Turn Left Turn Right
directed by Douglas Seok
starring Kanitha Tith
On few occasions, when witnessing a central character’s actions without dialog, can we begin to form an opinion of that particular character’s overall ethos and intentions and how that character connects to the narrative of the film. When Turn Left Turn Right begins, we see Kanitha (Kanitha Tith), a quintessentially modern looking woman, decked out in her royal blue cocktail dress. Kanitha has a raw, almost childlike intensity to her stare and stance as she wanders quietly through the ruins of Angkor Wat while Khmer era music plays in the background. As the screen fades to black, the song continues, and you are presented with a title card announcing the beginning of “Track Two” and then the image of actress Dy Saveth, the star of the international 1970 fantasy hit, The Snake Man, and one of the few stars remaining from the Golden Age of Khmer Cinema, dancing to the same song that introduced us to Kanitha, who we now see watching the video of Saveth. Kanitha is taking a break from her unglamorous job as a waitress in a rock club, where she slightly bobs her head to the music while going through the motions of work, before ending her shift and riding home to fall asleep in her work clothes on a mat next to her sleeping grandfather. End of track two.
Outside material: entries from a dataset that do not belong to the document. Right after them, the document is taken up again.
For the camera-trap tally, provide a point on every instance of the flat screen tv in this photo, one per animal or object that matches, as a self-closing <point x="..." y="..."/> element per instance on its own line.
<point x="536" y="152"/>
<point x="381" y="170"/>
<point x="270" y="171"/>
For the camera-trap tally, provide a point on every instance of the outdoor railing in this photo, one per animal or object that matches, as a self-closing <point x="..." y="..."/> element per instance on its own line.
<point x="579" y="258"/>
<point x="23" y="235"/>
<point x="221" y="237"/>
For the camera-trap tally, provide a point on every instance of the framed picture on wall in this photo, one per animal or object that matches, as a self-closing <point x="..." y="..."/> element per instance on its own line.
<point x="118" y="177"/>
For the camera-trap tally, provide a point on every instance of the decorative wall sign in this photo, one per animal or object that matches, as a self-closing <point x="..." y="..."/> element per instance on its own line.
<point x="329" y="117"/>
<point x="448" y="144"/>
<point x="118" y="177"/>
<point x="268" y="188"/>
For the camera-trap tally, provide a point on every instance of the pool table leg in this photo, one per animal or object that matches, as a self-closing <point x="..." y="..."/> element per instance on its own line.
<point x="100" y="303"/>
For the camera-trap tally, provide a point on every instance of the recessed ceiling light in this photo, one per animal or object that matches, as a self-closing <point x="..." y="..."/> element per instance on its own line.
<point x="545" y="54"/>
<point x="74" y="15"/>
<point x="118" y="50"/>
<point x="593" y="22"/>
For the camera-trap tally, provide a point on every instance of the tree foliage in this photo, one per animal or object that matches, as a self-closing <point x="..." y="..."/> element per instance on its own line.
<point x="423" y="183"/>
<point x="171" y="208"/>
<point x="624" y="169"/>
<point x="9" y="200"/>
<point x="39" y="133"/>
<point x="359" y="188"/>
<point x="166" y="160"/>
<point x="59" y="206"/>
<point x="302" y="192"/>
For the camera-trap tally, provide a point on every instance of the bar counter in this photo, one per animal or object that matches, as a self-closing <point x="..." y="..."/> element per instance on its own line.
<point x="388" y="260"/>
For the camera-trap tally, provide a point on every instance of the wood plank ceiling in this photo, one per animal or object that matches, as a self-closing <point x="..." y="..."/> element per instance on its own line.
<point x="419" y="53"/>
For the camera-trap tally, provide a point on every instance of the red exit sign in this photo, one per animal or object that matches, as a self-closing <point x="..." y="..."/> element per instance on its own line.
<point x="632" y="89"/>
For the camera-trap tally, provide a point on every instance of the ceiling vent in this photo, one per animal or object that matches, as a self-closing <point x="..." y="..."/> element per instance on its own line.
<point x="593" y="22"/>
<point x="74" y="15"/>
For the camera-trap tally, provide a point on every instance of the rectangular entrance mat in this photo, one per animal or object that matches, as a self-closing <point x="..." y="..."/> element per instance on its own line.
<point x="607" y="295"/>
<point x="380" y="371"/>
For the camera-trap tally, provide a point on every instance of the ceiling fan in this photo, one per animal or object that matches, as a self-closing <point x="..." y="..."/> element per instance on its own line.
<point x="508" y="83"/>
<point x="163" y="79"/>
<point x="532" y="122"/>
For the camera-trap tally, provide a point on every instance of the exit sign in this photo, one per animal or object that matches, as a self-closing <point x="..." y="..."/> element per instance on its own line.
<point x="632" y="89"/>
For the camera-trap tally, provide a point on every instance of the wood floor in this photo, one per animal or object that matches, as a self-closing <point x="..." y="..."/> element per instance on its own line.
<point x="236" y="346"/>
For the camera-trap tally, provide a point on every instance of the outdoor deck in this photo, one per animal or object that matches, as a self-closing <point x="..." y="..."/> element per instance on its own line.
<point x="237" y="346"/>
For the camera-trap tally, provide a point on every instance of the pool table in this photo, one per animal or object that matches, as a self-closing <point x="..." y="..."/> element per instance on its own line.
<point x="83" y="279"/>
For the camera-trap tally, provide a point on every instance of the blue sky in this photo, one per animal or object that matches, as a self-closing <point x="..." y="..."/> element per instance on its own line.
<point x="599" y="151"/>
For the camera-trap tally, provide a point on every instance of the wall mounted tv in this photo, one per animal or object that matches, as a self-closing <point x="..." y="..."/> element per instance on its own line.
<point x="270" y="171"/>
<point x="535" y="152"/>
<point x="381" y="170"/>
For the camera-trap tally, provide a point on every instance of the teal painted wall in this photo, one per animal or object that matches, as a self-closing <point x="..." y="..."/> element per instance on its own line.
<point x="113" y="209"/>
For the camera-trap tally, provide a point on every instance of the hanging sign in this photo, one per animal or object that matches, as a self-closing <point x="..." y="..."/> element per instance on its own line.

Within these early tracks, for his second feature, American-born director Douglas Seok establishes his commitment to an unconventional narrative structure analogous to that of a concept album, a method that allows movement and texture and the response to rhythm and melody to supercede dialog in allowing you unfiltered access into the mind and emotions of Kanitha, the film’s central character. It would be easy to dismiss Turn Left Turn Right as an “atmospheric exercise,” which was the fate that befell Hou Hsiao-hsien’s 2001 feature, Millennium Mambo, a film that similarly took us through the days of a woman in her twenties as she tries to suss out an existence in a place where the past eras serve as an impediment and where some archaic familial attitudes still exist. The reality of that past emerges as track three begins, when we again see Kanitha in the ruins at Angkor Wat clad in her blue dress, except now she is carelessly and joyfully dancing in a way that is completely her own to a classic Cambodian rock tune playing behind her. Here, the single camera full frame static shot with a touch of Technicolor is reminiscent of the films of the Khmer era, creating a distinct visual contrast from the moments of Kanitha’s reality, which are shot with standard, in motion HD video that is common to the language of contemporary cinema, suggesting that in her dreams, Kanitha is trapped in between the past and the present.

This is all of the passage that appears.